PositionID: LLMs can Control Lengths, Copy and Paste with Explicit Positional Awareness
Zekun Wang, Feiyu Duan, Yibo Zhang, Wangchunshu Zhou, Ke Xu, Wenhao Huang, Jie Fu
2024-10-14

Summary
This paper discusses PositionID, a new method that helps large language models (LLMs) control the length of generated text and perform copy-and-paste tasks more accurately by improving their awareness of text position.
What's the problem?
Large language models can generate impressive text, but they often struggle with tasks that require precise control over the length of the output or copying specific sections. This is mainly due to their lack of awareness about where they are in the text, which leads to errors in following length requirements or copying content accurately.
What's the solution?
The authors propose two main methods: PositionID Prompting and PositionID Fine-Tuning. These techniques enhance the model's ability to keep track of the current position in the text while generating it. This positional awareness allows the model to better manage text length and accurately perform copy-and-paste operations. They also developed benchmarks to evaluate how well these methods work in controlling length and copying text.
Why it matters?
This research is significant because it improves how LLMs handle specific tasks that require precision, making them more useful for applications like automated writing tools, where controlling text length and accuracy is crucial.

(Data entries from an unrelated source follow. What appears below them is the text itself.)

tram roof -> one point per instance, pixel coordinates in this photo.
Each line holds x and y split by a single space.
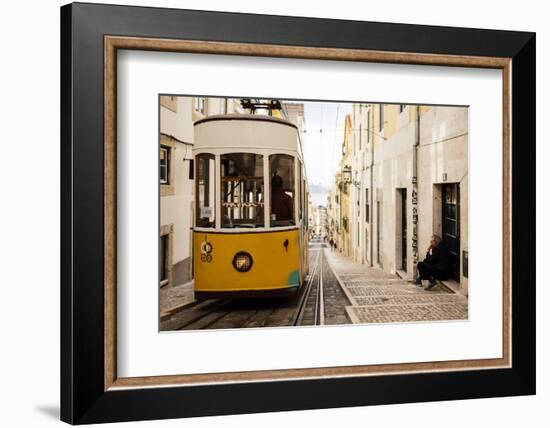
246 117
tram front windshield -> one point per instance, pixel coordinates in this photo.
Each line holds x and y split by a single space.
242 190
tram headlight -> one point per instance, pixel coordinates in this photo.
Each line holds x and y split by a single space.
242 261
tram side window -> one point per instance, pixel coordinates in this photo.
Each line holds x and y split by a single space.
281 173
206 190
242 190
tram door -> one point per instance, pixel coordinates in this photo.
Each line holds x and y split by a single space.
451 225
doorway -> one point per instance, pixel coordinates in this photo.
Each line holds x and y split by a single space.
451 225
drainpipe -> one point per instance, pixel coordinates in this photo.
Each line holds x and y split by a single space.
414 196
371 196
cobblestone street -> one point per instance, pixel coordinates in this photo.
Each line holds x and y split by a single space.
380 297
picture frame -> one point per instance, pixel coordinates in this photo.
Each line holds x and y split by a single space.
91 391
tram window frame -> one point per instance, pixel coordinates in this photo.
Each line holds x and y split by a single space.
300 192
258 198
273 222
209 182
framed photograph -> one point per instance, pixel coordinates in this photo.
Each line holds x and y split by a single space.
266 213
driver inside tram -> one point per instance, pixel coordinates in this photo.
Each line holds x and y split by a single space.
281 202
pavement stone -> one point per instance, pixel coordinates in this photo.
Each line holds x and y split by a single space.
382 297
172 298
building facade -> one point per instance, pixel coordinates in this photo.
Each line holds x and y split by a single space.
177 115
406 168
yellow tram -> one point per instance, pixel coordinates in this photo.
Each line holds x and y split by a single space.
250 235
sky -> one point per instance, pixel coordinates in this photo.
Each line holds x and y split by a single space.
322 145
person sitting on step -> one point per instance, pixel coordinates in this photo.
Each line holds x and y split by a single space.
436 265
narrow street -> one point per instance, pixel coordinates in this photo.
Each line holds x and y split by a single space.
337 291
380 297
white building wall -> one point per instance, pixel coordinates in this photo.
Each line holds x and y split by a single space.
176 209
442 158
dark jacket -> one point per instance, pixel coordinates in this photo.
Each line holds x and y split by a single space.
439 259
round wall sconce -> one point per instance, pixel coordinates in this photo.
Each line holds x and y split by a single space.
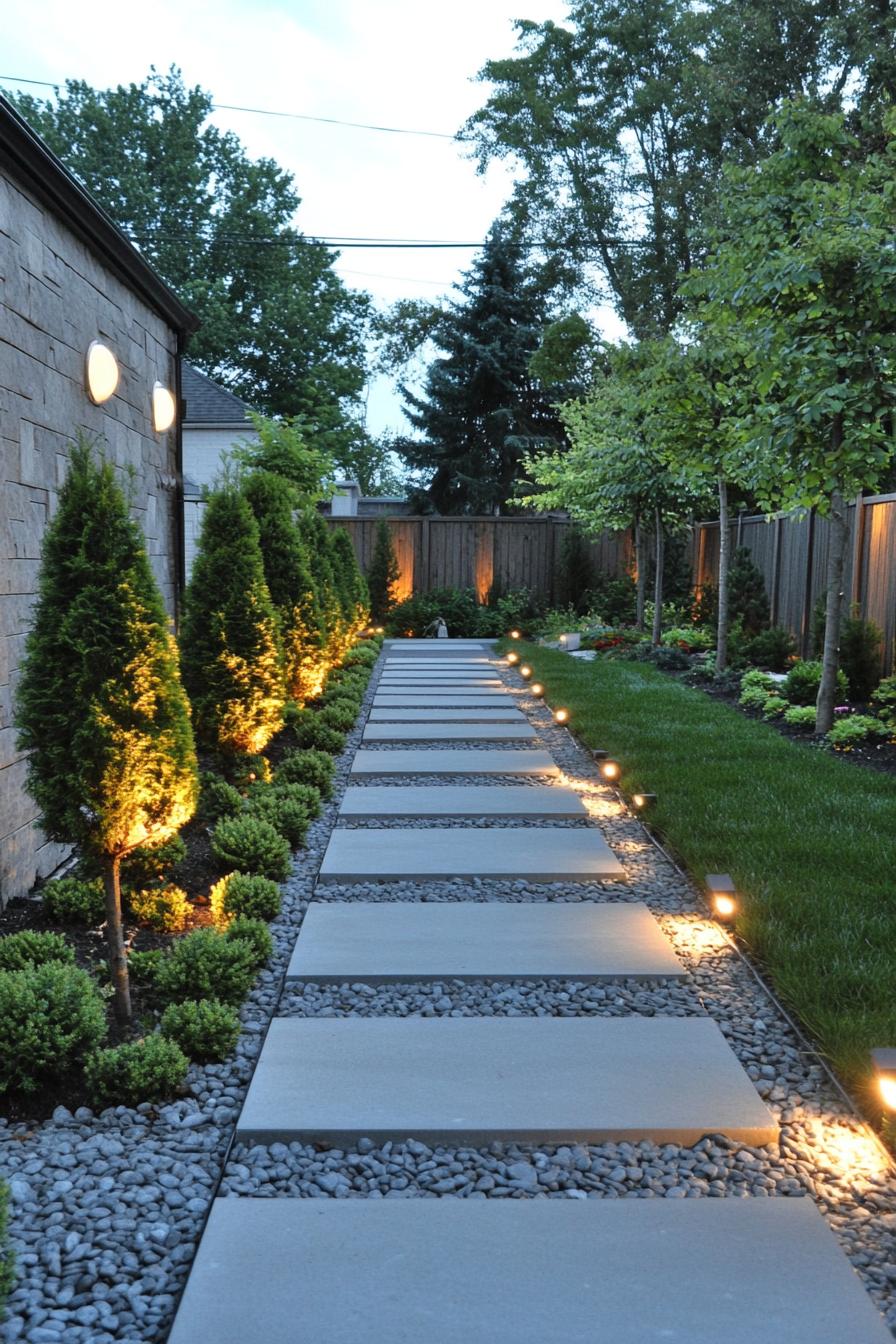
163 407
101 372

By enhancing these capabilities, PositionID can lead to better performance in various real-world scenarios.
Abstract
Large Language Models (LLMs) demonstrate impressive capabilities across various domains, including role-playing, creative writing, mathematical reasoning, and coding. Despite these advancements, LLMs still encounter challenges with length control, frequently failing to adhere to specific length constraints due to their token-level operations and insufficient training on data with strict length limitations. We identify this issue as stemming from a lack of positional awareness and propose novel approaches--PositionID Prompting and PositionID Fine-Tuning--to address it. These methods enhance the model's ability to continuously monitor and manage text length during generation. Additionally, we introduce PositionID CP Prompting to enable LLMs to perform copy and paste operations accurately. Furthermore, we develop two benchmarks for evaluating length control and copy-paste abilities. Our experiments demonstrate that our methods significantly improve the model's adherence to length constraints and copy-paste accuracy without compromising response quality.